В ближайшее воскресенье они с отцом принялись за починку. Выскоблили потрескавшиеся ломти старой смолы, прочистили стыки. Отец тщательно, ровно покрывал смолою оголенные щели, проверяя каждую на просвет, а Петька так усердно размешивал смолу на огне в чане, что хвойные терпкие запахи от рьяного старания острее и шибче растекались по пригорку.

- Эха, а тута, - отец расстроенно ткнул пальцем в брешь в днище, вздохнул, - надо доску поменять... Да, хлопотно... - Он обошел заваленную на бок лодку и осмотрел ее с другой стороны. - Овчинка выделки не стоит. Долго рассматривал дыру, приноравливаясь лучше положить смолу. Все-таки, поставив последнюю заплатку, вытирая руки, пообещал: - Следующим годом подкопим деньжат - катер купим! - Собрал инструменты, в раздумье охватил грустным цепким взглядом всю плоскодонку целиком. - А может, наша еще побегает, послужит, а?! - пожалел он старушку, нарядившуюся пестрыми латками, расцветкой теперь смахивающую на шкуру африканского жирафа.

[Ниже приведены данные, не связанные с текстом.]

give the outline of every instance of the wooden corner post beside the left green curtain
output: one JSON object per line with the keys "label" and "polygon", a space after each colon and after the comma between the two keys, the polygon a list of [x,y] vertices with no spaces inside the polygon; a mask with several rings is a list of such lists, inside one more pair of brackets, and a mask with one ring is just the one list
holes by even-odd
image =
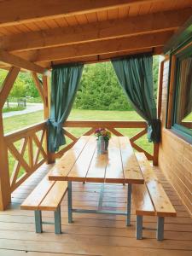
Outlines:
{"label": "wooden corner post beside the left green curtain", "polygon": [[[49,77],[43,76],[43,91],[44,91],[44,119],[49,118],[49,109],[50,109],[50,93],[49,93]],[[45,149],[48,155],[47,164],[55,163],[55,154],[51,154],[48,150],[48,131],[46,131],[46,142]]]}

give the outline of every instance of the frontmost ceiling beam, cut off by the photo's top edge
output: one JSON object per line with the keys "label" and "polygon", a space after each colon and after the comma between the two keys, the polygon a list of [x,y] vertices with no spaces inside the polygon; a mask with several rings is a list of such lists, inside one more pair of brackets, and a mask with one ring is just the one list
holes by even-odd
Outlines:
{"label": "frontmost ceiling beam, cut off by the photo's top edge", "polygon": [[0,26],[47,20],[66,15],[80,15],[160,0],[2,0]]}

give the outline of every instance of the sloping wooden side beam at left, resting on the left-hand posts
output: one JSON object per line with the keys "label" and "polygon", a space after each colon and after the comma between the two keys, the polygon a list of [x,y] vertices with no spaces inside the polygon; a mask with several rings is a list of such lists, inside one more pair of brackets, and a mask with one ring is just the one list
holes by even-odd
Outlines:
{"label": "sloping wooden side beam at left, resting on the left-hand posts", "polygon": [[0,49],[0,61],[10,64],[11,66],[20,67],[36,73],[44,73],[45,69],[30,61],[26,61],[19,56],[12,55],[5,50]]}

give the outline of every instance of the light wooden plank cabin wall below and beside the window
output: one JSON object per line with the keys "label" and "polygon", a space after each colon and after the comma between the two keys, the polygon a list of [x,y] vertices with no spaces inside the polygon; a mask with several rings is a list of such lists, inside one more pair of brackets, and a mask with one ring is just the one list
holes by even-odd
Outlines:
{"label": "light wooden plank cabin wall below and beside the window", "polygon": [[168,73],[169,61],[165,61],[162,73],[162,141],[159,148],[159,166],[192,215],[192,146],[178,137],[172,129],[165,128]]}

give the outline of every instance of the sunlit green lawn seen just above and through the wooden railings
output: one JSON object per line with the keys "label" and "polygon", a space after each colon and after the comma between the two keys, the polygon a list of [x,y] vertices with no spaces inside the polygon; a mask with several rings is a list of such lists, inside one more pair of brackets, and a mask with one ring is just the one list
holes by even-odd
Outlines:
{"label": "sunlit green lawn seen just above and through the wooden railings", "polygon": [[[73,109],[69,118],[70,120],[143,120],[134,111],[101,111],[101,110],[82,110]],[[24,115],[17,115],[10,118],[3,119],[4,132],[8,133],[10,131],[16,131],[25,128],[29,125],[37,124],[44,120],[43,111],[38,111],[36,113],[28,113]],[[72,132],[76,137],[81,136],[86,128],[69,128],[68,131]],[[118,129],[125,136],[132,137],[141,129]],[[68,140],[69,142],[69,140]],[[137,144],[146,149],[149,153],[153,152],[153,144],[148,143],[146,135],[137,140]],[[17,143],[19,147],[20,144]],[[26,157],[27,159],[27,154]],[[9,154],[9,169],[10,172],[13,170],[14,159]]]}

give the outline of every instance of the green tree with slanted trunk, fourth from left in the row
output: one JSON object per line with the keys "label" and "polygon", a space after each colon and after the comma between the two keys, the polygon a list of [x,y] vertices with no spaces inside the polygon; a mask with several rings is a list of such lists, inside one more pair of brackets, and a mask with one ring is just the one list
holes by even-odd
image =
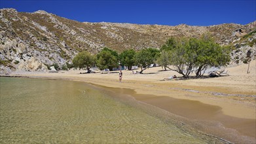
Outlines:
{"label": "green tree with slanted trunk, fourth from left in the row", "polygon": [[159,50],[157,50],[156,48],[147,48],[139,50],[139,52],[137,52],[135,55],[136,63],[137,65],[139,65],[139,67],[141,67],[141,71],[139,71],[139,73],[142,73],[152,63],[155,63],[158,54]]}

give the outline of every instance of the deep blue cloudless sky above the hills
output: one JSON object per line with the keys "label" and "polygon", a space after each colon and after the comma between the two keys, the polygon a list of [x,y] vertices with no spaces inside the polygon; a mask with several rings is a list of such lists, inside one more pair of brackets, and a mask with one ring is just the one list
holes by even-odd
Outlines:
{"label": "deep blue cloudless sky above the hills", "polygon": [[256,20],[256,0],[0,0],[0,7],[45,10],[79,22],[211,26]]}

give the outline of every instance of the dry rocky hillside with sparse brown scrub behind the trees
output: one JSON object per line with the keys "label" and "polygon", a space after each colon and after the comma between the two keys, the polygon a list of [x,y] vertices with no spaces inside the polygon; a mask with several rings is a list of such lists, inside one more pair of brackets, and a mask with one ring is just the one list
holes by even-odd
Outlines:
{"label": "dry rocky hillside with sparse brown scrub behind the trees", "polygon": [[233,61],[240,63],[247,50],[255,50],[255,29],[256,21],[207,27],[90,23],[43,10],[28,13],[0,9],[0,69],[1,73],[46,71],[46,65],[57,63],[62,67],[71,63],[82,50],[97,54],[103,47],[118,52],[128,48],[160,48],[172,36],[200,37],[202,33],[211,33],[217,43],[234,47]]}

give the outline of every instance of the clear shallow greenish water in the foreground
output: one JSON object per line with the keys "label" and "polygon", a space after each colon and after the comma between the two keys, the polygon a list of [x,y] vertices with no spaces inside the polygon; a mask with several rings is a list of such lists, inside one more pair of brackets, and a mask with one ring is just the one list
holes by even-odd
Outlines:
{"label": "clear shallow greenish water in the foreground", "polygon": [[208,143],[82,82],[0,78],[0,143]]}

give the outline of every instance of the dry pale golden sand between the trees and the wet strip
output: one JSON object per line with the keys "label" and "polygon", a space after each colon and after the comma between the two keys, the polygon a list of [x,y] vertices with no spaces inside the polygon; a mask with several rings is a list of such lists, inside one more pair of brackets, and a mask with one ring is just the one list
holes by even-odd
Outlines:
{"label": "dry pale golden sand between the trees and the wet strip", "polygon": [[[164,78],[177,74],[175,71],[162,71],[161,67],[146,69],[144,74],[132,74],[122,71],[122,83],[119,82],[118,71],[111,73],[80,74],[82,70],[60,71],[59,73],[14,73],[12,75],[26,77],[45,77],[52,79],[69,79],[84,81],[112,88],[130,88],[137,94],[153,94],[178,99],[191,99],[222,108],[225,115],[239,118],[255,118],[256,78],[255,61],[247,65],[226,68],[228,77],[209,79],[189,79],[162,81]],[[254,97],[253,97],[254,96]]]}

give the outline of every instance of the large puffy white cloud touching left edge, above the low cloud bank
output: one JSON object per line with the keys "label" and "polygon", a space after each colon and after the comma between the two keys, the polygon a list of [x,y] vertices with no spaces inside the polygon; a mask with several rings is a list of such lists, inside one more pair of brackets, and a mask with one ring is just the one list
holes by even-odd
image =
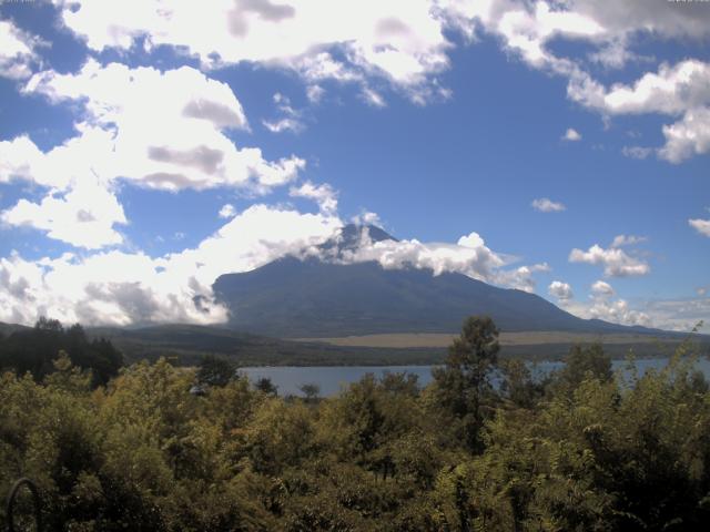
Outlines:
{"label": "large puffy white cloud touching left edge, above the low cloud bank", "polygon": [[266,161],[257,147],[235,146],[225,131],[248,131],[241,103],[227,84],[192,68],[161,72],[89,60],[73,74],[38,73],[24,91],[75,102],[81,121],[77,136],[45,152],[28,136],[0,142],[0,182],[48,188],[39,203],[21,200],[2,219],[75,246],[122,241],[114,227],[126,223],[113,192],[119,180],[166,191],[231,186],[263,194],[305,167],[296,156]]}

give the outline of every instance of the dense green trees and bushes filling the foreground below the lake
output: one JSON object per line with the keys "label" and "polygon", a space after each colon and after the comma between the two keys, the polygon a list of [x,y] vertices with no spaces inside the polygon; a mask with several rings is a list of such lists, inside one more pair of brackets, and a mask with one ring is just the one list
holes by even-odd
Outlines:
{"label": "dense green trees and bushes filling the foreground below the lake", "polygon": [[690,354],[623,379],[579,349],[536,382],[496,337],[471,318],[427,388],[366,376],[324,399],[240,377],[191,393],[196,371],[166,360],[98,389],[65,355],[41,382],[6,372],[0,494],[34,479],[50,530],[707,530],[710,392]]}

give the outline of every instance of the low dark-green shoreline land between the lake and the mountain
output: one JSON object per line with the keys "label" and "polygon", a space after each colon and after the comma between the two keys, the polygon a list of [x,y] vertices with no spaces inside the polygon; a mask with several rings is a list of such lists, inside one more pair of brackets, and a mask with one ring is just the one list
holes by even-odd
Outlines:
{"label": "low dark-green shoreline land between the lake and the mountain", "polygon": [[[142,328],[88,328],[91,337],[111,340],[128,364],[159,357],[174,359],[183,366],[196,365],[207,354],[224,356],[239,366],[403,366],[440,364],[446,356],[448,339],[436,344],[414,342],[402,335],[397,341],[377,337],[351,339],[281,340],[265,336],[239,332],[223,327],[197,325],[156,325]],[[399,335],[395,335],[399,336]],[[445,335],[443,335],[445,336]],[[392,338],[389,338],[392,340]],[[503,357],[524,357],[530,360],[562,359],[571,346],[602,340],[605,351],[613,358],[623,358],[633,349],[641,358],[667,357],[681,338],[662,335],[618,334],[596,335],[579,332],[504,332]],[[341,344],[341,345],[338,345]],[[700,352],[710,354],[710,338],[697,337]]]}

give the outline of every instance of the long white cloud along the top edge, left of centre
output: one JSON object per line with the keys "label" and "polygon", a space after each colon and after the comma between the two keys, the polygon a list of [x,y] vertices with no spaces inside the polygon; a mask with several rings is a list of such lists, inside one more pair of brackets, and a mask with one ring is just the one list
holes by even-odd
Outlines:
{"label": "long white cloud along the top edge, left of centre", "polygon": [[448,65],[445,22],[430,0],[217,0],[211,9],[159,0],[130,7],[57,1],[63,23],[93,50],[129,49],[145,38],[151,47],[183,47],[205,68],[250,61],[312,81],[377,76],[413,95]]}

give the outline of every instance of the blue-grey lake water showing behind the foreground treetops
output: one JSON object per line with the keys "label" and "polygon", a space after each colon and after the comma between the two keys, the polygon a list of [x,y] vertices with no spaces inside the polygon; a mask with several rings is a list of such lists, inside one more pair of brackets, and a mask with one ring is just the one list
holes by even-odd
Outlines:
{"label": "blue-grey lake water showing behind the foreground treetops", "polygon": [[[667,358],[652,358],[636,360],[636,367],[639,374],[643,374],[649,369],[662,369],[668,362]],[[623,369],[626,360],[613,360],[613,370]],[[561,361],[541,361],[530,365],[534,376],[541,376],[561,368],[565,362]],[[426,386],[432,381],[432,368],[434,366],[273,366],[273,367],[253,367],[241,368],[240,371],[245,374],[252,381],[262,377],[268,377],[274,385],[278,387],[278,395],[301,396],[298,388],[302,385],[313,383],[321,388],[322,396],[334,396],[344,385],[355,382],[367,374],[374,374],[375,377],[382,377],[385,372],[392,374],[407,371],[414,374],[419,379],[419,385]],[[701,358],[697,368],[700,369],[706,378],[710,379],[710,360]]]}

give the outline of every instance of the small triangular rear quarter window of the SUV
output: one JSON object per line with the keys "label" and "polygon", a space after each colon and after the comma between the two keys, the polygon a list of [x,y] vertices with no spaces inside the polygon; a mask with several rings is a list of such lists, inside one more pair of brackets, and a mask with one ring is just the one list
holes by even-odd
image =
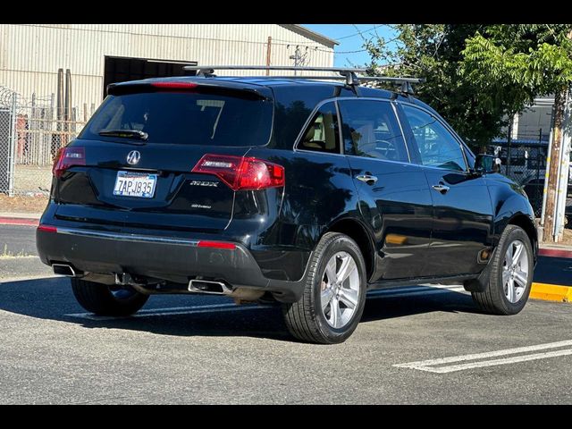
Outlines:
{"label": "small triangular rear quarter window of the SUV", "polygon": [[326,103],[315,113],[298,147],[315,152],[340,154],[340,133],[338,131],[336,105],[333,102]]}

Петьке тоже, может быть, было печально расставаться со старой лодкой, но он недавно наблюдал, как неподалеку, около гаражей для моторок, Женька Буряков с отцом красили катер в голубенький, яркенький, как новогодняя игрушка, цвет, и мальчишеская душонка тогда тонюсенько, жалобно запищала, заскулила. Душе, чтобы угомониться и не ныть, так же как успокоившемуся от оладьев животу, очень хотелось полакомиться катером. Это аппетитное желание можно было выскрести из себя, поразив зануду Женьку и всех приятелей только чем-нибудь особенным, необычным, например выловленной своими руками громаднейшей рыбой, - тогда Петькино честолюбие, наверное, навсегда удовлетворенно бы умиротворилось. "Поймаю карпа - отец, небось, быстро раскошелится!" - Петька с завистью посмотрел исподлобья на буряковский катер. Потом сглотнул горькую слюну: своя-то плоскодонка жухло поблекла, а в мальчишеских глазенках показалась еще более уродливой. Некоторые пробовали выловить карпа без лодки, ставили закидушки прямо с обрывистого берега, но, по всем деревенским рыбацким поверьям, крупная рыба кормилась на донном уступе, почти на самой стремнине, а леску, заброшенную с берега, обязательно сносило оттуда на отмель, где баловалась кашей только пузатая мелочь вроде плотвы. Надо было, как Артем, заякориться выше по течению, а снасть и прикорм опускать с расчетом, чтобы их отнесло течением в омут. Для прикормки Петька сумел выменять на значки твердый блин спрессованного из семечек жмыха. Сашка, школьный приятель, расставался со жмыхом очень неохотно, долго рассматривал коллекцию под партой, но обмен происходил в марте, когда лед еще не сошел, и поэтому он состоялся. А рецепт каши, на которую расщедрился клюнуть здоровяк карп, Артем хранил в тайне. Петька решил испытать в ловле изобретенную им приваду - из смеси пшена, овса, ржаных сухарей.